Philoméne nodded, but within a few minutes there proved to be no need for that: Voldrik and Maverlies were coming down toward them, along with Zevran’s returning party.

Zev beamed at the sight of them and strode forward quickly. Philoméne reached him first and was already squeezing him tight before it occurred to her to be self-conscious, by which time Zev’s arms were around her shoulders, not tootightly, weighing the response. Alistair wrapped his wider embrace around the both of them, hoping to be warm enough to encourage them both without being so warm that it was improper with matters not yet settled and a crowd of gawkers.

Still, he was quite happy with an arm around each of them, and he couldn’t keep himself from just a little testing of the waters. He greeted Zev with a light kiss to the edge of his mouth, eyes on Philoméne for her reaction. The signs were good: the look on her face seemed much more curious than jealous. It might have even included a bare hint of a smile - but this was not the time or the place to pursue the question further. If anything, he was surer than ever that the best course was to leave them to themselves for a little while, so they could find their connection to each other without him interfering.

Which was going to be a little depressing, and perhaps not easy to arrange. But there it was, right was right.

Zev covered his bewildered grin with a joke. “My dear Wardens! I will have to leave you more often if this is how I am welcomed home.”

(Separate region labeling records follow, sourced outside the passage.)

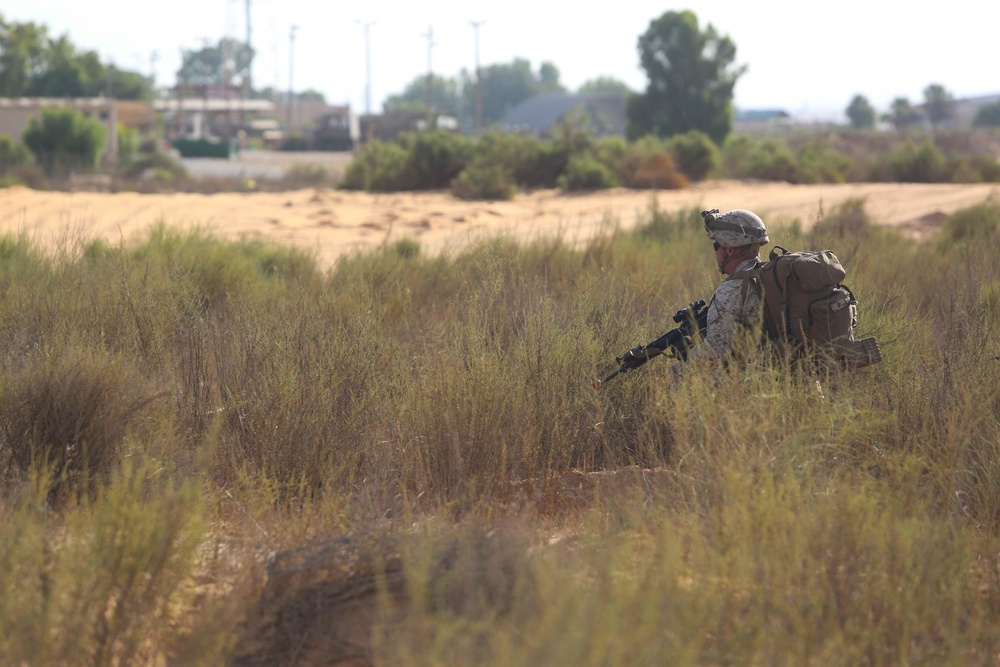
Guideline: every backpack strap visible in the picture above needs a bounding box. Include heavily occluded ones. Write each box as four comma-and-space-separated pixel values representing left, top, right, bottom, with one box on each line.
726, 262, 788, 344
726, 260, 788, 345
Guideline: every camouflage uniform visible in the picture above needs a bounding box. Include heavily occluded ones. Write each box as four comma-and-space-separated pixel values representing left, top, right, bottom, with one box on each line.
670, 259, 762, 383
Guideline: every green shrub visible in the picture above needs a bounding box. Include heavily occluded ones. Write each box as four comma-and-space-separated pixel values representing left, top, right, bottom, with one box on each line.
889, 139, 945, 183
631, 151, 688, 190
0, 350, 153, 496
942, 203, 1000, 247
451, 163, 516, 201
117, 123, 140, 165
972, 102, 1000, 128
122, 151, 188, 181
341, 140, 408, 192
796, 136, 853, 183
282, 164, 330, 187
399, 130, 471, 190
668, 130, 721, 181
0, 134, 31, 175
23, 107, 104, 176
742, 139, 799, 183
559, 154, 618, 192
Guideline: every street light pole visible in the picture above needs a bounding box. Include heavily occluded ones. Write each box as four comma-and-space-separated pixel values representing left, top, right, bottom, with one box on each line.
357, 20, 375, 116
288, 25, 299, 132
469, 21, 486, 135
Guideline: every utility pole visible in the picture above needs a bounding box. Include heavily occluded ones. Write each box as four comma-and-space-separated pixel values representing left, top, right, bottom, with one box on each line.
240, 0, 253, 134
357, 20, 375, 116
469, 21, 486, 136
288, 25, 299, 132
424, 26, 434, 130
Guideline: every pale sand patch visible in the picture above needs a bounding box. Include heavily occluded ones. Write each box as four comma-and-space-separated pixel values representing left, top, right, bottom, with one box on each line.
0, 181, 1000, 266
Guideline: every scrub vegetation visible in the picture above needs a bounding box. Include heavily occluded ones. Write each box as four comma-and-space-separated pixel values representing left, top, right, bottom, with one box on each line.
0, 201, 1000, 665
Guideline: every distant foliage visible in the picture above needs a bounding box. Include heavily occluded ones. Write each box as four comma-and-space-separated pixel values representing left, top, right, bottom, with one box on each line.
924, 83, 954, 127
0, 16, 150, 100
889, 139, 945, 183
451, 162, 517, 201
718, 131, 1000, 183
341, 123, 1000, 199
559, 154, 618, 192
972, 102, 1000, 128
23, 108, 104, 177
844, 95, 878, 130
668, 130, 721, 181
0, 135, 31, 175
628, 11, 746, 143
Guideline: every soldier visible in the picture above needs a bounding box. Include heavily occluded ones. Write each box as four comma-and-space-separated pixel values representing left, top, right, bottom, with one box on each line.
670, 209, 769, 383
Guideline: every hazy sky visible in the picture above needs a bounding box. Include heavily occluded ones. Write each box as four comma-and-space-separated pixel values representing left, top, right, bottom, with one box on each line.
0, 0, 1000, 118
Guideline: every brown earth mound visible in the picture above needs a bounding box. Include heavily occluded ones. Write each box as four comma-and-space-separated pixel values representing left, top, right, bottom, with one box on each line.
0, 181, 1000, 266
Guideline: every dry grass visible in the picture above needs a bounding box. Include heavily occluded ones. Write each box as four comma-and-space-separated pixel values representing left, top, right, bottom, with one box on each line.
0, 202, 1000, 665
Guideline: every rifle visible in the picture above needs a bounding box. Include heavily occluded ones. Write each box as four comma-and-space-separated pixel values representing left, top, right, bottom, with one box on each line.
594, 299, 708, 389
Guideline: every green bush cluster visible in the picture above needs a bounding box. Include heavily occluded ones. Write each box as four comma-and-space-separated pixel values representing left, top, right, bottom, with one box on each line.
342, 131, 700, 199
719, 132, 1000, 183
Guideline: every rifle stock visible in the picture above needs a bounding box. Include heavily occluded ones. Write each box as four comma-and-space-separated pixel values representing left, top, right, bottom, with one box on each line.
594, 299, 708, 389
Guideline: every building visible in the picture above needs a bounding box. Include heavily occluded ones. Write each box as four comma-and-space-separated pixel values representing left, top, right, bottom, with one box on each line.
0, 97, 154, 163
153, 97, 274, 140
733, 109, 793, 132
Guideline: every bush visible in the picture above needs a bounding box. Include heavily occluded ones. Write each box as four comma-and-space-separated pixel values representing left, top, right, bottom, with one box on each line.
399, 130, 471, 190
889, 139, 945, 183
122, 151, 188, 181
941, 203, 1000, 246
341, 140, 407, 192
0, 351, 158, 495
282, 164, 331, 187
972, 102, 1000, 128
632, 152, 688, 190
744, 139, 799, 183
23, 108, 104, 176
0, 135, 31, 174
451, 163, 516, 201
669, 130, 720, 181
559, 154, 618, 191
796, 136, 852, 183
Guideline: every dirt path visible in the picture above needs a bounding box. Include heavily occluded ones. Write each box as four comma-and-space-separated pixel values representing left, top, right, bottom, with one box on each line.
0, 181, 1000, 266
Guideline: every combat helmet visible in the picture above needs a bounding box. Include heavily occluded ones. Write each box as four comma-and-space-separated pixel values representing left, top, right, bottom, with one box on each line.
701, 208, 770, 248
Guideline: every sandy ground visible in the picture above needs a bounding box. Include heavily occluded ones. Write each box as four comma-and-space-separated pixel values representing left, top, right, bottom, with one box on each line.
0, 181, 1000, 266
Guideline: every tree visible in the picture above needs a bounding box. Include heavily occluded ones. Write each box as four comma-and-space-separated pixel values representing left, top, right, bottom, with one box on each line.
924, 83, 952, 127
577, 76, 632, 95
460, 58, 565, 125
177, 37, 254, 87
628, 11, 746, 144
0, 17, 150, 100
885, 97, 924, 131
22, 107, 104, 176
535, 62, 566, 93
972, 102, 1000, 128
845, 95, 876, 130
0, 16, 48, 97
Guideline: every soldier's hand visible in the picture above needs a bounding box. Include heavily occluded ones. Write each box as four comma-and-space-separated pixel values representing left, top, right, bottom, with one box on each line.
618, 345, 652, 365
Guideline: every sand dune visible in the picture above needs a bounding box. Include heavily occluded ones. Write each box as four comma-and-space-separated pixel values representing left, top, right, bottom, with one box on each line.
0, 181, 1000, 266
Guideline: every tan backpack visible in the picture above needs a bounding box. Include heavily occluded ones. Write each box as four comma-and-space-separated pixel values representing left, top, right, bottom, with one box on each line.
730, 246, 882, 368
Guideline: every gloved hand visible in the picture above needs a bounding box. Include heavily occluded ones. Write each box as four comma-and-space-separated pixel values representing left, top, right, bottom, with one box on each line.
616, 345, 653, 364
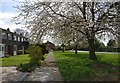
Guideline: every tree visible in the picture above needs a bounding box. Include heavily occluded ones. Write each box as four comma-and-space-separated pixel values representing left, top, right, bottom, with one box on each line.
14, 28, 29, 37
14, 1, 118, 60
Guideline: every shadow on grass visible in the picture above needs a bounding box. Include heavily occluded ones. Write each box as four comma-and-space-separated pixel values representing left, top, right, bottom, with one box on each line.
17, 63, 40, 72
56, 53, 118, 81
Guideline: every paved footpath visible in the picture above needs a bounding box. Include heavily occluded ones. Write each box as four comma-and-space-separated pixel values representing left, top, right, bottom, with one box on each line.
24, 52, 63, 82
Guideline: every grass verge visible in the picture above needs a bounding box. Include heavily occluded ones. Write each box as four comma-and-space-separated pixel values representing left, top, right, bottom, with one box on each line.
54, 51, 119, 81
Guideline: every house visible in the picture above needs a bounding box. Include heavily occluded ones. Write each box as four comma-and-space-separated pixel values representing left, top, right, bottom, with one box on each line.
0, 28, 28, 57
44, 41, 55, 51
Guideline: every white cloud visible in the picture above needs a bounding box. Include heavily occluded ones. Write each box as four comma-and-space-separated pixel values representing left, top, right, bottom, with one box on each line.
0, 12, 23, 31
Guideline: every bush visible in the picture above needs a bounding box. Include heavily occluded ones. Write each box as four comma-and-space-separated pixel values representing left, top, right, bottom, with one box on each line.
27, 45, 42, 65
17, 45, 42, 72
17, 50, 23, 55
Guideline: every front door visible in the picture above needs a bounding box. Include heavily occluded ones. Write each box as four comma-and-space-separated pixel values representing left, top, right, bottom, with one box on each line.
14, 45, 17, 55
0, 44, 5, 57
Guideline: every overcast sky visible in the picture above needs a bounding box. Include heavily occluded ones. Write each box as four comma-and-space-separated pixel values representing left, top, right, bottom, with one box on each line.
0, 0, 23, 31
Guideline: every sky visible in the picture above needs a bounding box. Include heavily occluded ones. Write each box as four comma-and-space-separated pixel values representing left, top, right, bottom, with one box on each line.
0, 0, 23, 31
0, 0, 108, 45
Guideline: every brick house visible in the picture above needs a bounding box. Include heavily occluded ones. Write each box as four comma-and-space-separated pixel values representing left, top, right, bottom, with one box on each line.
44, 41, 55, 51
0, 28, 28, 57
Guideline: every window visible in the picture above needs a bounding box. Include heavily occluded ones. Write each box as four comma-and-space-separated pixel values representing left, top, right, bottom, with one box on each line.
8, 34, 12, 40
22, 38, 23, 42
0, 45, 1, 51
14, 35, 17, 41
2, 32, 7, 39
18, 37, 20, 41
5, 45, 8, 53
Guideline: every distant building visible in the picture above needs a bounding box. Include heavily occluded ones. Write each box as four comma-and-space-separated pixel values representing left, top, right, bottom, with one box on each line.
45, 41, 55, 51
0, 28, 28, 57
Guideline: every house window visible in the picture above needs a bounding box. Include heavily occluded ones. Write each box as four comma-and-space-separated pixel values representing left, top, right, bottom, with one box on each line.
0, 45, 1, 51
18, 37, 20, 41
2, 32, 7, 39
14, 36, 17, 41
22, 38, 23, 42
8, 34, 12, 40
5, 45, 8, 53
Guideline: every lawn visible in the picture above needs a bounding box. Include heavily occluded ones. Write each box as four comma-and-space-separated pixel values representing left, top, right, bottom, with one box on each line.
54, 51, 119, 81
0, 54, 30, 67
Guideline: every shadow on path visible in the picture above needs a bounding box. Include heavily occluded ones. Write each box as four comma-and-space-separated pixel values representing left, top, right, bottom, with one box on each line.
24, 52, 63, 82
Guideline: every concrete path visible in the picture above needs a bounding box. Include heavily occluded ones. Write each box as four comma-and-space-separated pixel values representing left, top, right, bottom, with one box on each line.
0, 67, 29, 82
24, 52, 63, 83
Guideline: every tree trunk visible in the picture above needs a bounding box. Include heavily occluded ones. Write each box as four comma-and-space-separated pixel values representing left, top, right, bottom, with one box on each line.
62, 46, 65, 52
88, 38, 97, 60
75, 44, 77, 54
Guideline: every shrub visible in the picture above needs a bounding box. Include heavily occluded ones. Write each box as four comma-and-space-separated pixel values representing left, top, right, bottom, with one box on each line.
17, 50, 23, 55
17, 45, 42, 72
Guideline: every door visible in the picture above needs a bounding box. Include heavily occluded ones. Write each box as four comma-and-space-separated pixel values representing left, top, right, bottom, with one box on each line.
14, 45, 17, 55
0, 44, 5, 57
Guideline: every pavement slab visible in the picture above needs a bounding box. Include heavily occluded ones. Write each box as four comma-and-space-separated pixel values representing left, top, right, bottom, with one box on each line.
24, 52, 64, 82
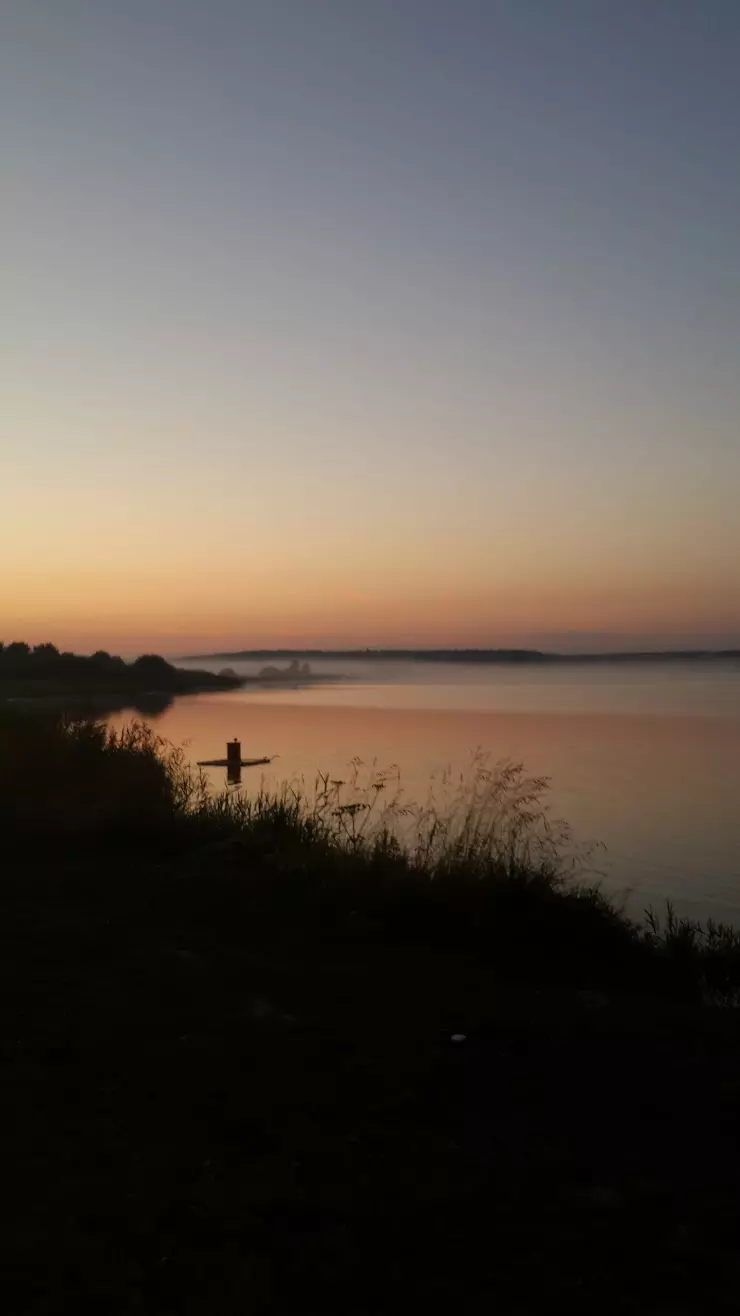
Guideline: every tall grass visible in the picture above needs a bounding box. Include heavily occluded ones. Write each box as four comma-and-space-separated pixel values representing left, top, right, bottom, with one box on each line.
0, 712, 740, 1004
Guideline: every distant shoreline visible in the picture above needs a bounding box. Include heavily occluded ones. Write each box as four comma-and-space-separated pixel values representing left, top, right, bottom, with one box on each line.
176, 649, 740, 666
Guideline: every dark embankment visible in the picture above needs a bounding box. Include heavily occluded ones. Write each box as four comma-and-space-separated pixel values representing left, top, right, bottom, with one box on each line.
0, 642, 242, 716
0, 716, 740, 1316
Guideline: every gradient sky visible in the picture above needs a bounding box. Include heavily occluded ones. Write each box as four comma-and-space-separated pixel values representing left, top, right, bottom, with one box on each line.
0, 0, 740, 653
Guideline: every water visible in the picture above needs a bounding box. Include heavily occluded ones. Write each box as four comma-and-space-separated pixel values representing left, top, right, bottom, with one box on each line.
109, 659, 740, 924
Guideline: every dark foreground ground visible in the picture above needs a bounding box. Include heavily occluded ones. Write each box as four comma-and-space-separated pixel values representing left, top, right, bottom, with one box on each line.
0, 851, 740, 1316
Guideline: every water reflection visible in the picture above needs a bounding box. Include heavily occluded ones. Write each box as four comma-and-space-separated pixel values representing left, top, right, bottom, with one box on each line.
106, 671, 740, 921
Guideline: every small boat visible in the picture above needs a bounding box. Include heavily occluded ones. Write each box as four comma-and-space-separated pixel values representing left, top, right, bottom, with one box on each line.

Nathaniel’s greeting was much less enthusiastic, and Anders’s was slightly sulky for having been left out of the hugging. Conversation turned toward business, at which point several things were established quickly. The conspiracy was indeed put down; it had been led by a handful of nobles whose political currency had already been weakened, and was unlikely to rise again. Meanwhile, Voldrik confirmed that the gates they’d found could be finished quickly and would then secure the Keep from further assaults below for a good while. He and Maverlies stayed behind to discuss the logistics while the rest of them returned to the surface.

“And still no sign of the Warden who went off to Blackmarsh when all this was happening,” Philoméne mused aloud. “Kristoff. I don’t see how that can mean anything good. We need to find out what became of him.”

There it was, an opportunity to execute his plan, right at his feet. How… fortunate. “Then I’ll go,” he said, giving her what he hoped was a meaningful look. “Varel needs you here for a bit, but not me. Zev can stay with you.”

“But I - oh,” she interrupted herself, eyes widening just a hair as she caught on to the reason for the division. “Yes, that will give me a chance to, um. Work with Varel on other matters. Won’t it?”

“Exactly.” He dropped his voice a bit and took her by the shoulders, punctuating his agreement with a firm kiss. “I’ll miss you, but it’s for the best. Which ones of the new lot should I take with me, do you think?”

“Take Nathaniel,” Zev answered at once, his face the sort of neutral that tended to mean that his real feelings were something quite else. “We will not need his talents here.”

Nathaniel shifted his weight a little, his face in the mask nobles often used around objectionable people. “I do have some familiarity with the marsh,” he agreed. “You could make quicker work of a search with me along.”

Philoméne nodded at the logic, either missing or ignoring whatever else was going on between Nathaniel and Zevran. “Right, good. And you should have Anders in case you need a mage. Hmm. And Oghren. He’s worked with them both before, so he’ll keep them in line for you.”

“Oghren will?” Alistair grinned. “You think so?”

“Hey there,” Oghren growled cheerfully. “It’s my best thing besides drinking and bronto-busting.”

Sigrun rolled her eyes. “Ooh, am I going to be left behind with the other people? Curse my bad luck! Well, off you go, Oggy, bye!”

Oghren smirked up at Alistair. “See? Called me Oggy. I’m gettin’ to her. Just you wait.”